Project failures are legendary in business. Every leader has experienced at least one project that was expected to be transformative but turned out to be a failure or accomplished little to nothing. Never mind that most projects tend to go over budget and take far longer to implement than expected. So, how do you choose which projects to pursue and ensure they provide value to your organization?
A typical approach usually involves management using some amorphous decision making to select some projects it wants to pursue. These projects usually satisfy some perceived competitive advantage need. However, more often they usually just check a box so management can say it is pursuing the latest fad (think machine learning or AI, for example). These projects are put into a prioritization scatterplot based on the perceived value of the project relative to its cost or complexity. Projects are then selected based on which one’s management thinks are achievable and will provide the most value. Not exactly a robust or optimal approach. A better approach involves a bit more effort but it has a much higher rate of success.
First, management should collect project ideas from a variety of sources throughout the organization. Rather than relying on senior management intuition only, canvasing all layers of the organization provides greater insights and opportunities to identify projects that provide significant value to the organization. This approach identifies a range of projects, small and large, and helps identify potential implementation dependencies or organizational issues.
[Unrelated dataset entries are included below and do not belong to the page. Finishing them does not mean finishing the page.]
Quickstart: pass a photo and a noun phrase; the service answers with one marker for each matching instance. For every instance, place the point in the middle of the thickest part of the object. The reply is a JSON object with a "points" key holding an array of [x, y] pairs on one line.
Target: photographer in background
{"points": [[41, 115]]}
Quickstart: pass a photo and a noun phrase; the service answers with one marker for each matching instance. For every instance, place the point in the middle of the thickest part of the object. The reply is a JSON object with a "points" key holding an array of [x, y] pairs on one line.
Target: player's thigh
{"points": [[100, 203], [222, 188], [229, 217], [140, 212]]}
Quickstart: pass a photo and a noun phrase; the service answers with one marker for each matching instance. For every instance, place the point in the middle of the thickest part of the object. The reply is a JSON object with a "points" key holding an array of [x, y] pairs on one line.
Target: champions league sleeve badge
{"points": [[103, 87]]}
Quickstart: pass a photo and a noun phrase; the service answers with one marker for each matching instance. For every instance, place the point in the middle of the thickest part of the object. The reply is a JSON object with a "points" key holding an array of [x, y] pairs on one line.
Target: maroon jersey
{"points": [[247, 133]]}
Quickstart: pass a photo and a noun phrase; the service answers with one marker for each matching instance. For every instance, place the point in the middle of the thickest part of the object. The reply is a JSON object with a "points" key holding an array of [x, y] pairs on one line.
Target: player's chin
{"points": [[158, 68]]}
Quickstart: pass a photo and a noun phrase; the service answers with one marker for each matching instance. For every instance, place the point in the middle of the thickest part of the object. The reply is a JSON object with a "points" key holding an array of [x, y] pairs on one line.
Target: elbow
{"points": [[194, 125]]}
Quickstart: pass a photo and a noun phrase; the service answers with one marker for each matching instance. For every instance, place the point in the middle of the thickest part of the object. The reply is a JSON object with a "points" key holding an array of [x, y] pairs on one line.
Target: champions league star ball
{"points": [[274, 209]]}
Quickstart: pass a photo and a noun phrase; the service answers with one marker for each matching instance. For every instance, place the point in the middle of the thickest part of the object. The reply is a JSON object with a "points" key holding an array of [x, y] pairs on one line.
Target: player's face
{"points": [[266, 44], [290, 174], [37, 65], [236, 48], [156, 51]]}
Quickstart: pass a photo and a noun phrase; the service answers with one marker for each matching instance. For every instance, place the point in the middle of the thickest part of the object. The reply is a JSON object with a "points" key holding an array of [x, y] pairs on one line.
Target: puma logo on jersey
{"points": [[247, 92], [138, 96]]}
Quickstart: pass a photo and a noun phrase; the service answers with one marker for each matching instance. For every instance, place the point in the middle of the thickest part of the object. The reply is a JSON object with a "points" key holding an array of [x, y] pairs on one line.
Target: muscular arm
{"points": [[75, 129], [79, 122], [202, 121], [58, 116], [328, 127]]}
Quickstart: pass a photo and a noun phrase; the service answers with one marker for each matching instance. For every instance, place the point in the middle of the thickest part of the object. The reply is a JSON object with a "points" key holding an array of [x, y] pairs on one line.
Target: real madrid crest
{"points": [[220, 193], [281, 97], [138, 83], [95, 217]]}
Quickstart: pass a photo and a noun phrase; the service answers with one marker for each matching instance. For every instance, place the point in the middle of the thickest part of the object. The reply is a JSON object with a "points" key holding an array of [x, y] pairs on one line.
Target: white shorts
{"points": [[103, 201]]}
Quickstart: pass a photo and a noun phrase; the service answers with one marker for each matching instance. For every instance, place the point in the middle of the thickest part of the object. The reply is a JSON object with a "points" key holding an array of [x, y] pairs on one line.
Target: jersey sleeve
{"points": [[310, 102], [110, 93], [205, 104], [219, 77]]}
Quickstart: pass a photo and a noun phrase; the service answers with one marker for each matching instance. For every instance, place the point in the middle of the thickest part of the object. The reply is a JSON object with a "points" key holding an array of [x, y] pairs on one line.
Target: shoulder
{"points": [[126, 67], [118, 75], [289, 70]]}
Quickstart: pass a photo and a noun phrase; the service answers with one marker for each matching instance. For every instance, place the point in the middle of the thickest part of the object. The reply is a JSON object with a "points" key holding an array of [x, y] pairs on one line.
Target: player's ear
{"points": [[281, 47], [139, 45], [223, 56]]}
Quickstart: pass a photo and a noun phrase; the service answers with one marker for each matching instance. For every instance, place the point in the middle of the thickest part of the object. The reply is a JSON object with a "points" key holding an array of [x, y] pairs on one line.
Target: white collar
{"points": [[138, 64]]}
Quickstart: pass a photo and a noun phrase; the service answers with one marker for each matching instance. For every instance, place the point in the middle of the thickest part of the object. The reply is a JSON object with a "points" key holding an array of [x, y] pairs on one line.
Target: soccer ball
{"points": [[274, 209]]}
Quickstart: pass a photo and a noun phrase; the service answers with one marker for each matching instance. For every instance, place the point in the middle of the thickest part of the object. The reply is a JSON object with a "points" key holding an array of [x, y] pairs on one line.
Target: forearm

Second, adopt a shorter horizon for projects. Identify potential projects that can be implemented more quickly. A five year horizon is simply too far in the future. Who knows what the market will be like in five years? A one to two year horizon is better. This is not to suggest that you should not tackle long-term, transformation projects. Rather, chunk projects into short-term deliverables with the flexibility to adjust as market dynamics change.
Finally, consider the interrelationships of projects. Projects are not implemented in silos. They have potential impacts across the organization. By identifying complementary projects, you are able to tackle precursor projects that make implementing other projects easier. Develop shared components that may be used across a range of projects. This approach reduces the cost of individual projects and makes seemingly lower-value projects more attractive.
Canvassing the entire organization instead of relying solely on executive leadership helps identify a range of appropriate projects. This avoids potential pitfalls and dependencies across the organization. Selecting a shorter time horizon for projects allows you to remain adaptable to market forces. You will also be able to adjust should projects prove less desirable or more problematic. Considering the interrelationships of projects allow you play one project off of another. This reduces risk and improves the overall value of individual projects. Taking this overall approach will help you choose projects well.